CoMem: Compositional Concept-Graph Memory for Vision-Language Adaptation¶

Conference: ICLR 2026
OpenReview: https://openreview.net/forum?id=xp7wDU9JBW
Code: None
Area: Multimodal VLM / Continual Learning
Keywords: Continual Learning, Concept-Graph Memory, Feature-space Replay, Compositional Consistency, Catastrophic Forgetting

TL;DR¶

CoMem treats "compositional structures" (graphs of concepts + relations) as the unit for memory and rehearsal in continual learning. Rather than storing raw images, it synthesizes replay samples in the feature space conditioned on subgraphs. Combined with compositional consistency constraints and teacher entropy-gated distillation to suppress drift, it achieves higher retention and lower forgetting across cross-domain retrieval, structured concept learning, and continual VQA.

Background & Motivation¶

Background: Vision-Language Models (VLMs) like CLIP have become standard backbones for retrieval, VQA, and grounded reasoning. However, real-world deployment faces non-stationary, domain-shifting data streams, often under privacy and memory constraints that prohibit saving historical samples. Direct fine-tuning on new tasks leads to catastrophic forgetting, erasing both past task knowledge and zero-shot transfer capabilities.

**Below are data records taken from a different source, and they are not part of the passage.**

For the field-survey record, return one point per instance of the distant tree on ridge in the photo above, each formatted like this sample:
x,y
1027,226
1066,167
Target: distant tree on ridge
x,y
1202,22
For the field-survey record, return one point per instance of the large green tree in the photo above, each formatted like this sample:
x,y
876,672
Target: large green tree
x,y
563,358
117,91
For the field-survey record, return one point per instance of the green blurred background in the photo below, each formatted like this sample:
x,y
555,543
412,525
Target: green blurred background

Limitations of Prior Work: Existing continual learning solutions roughly follow three paths, each with drawbacks. ① Geometric/Regularization methods (ZSCL, Mod-X, CTP) maintain alignment by constraining representation geometry or parameter drift but rarely model "reusable concepts and typed relations," leading to weak compositional transfer. ② Non-raw data replay methods (IncCLIP, ConStruct-VL, GIFT) use symbolic or pixel-level synthesis as proxies for real samples, but these proxies encode relations poorly and offer little control in the "feature space where learning actually happens," often inheriting biases from teacher models. ③ Parameter-efficient fine-tuning (adapter / prompt / MoE) saves parameters but often results in task-specific adjustments where learned structures are difficult to reuse.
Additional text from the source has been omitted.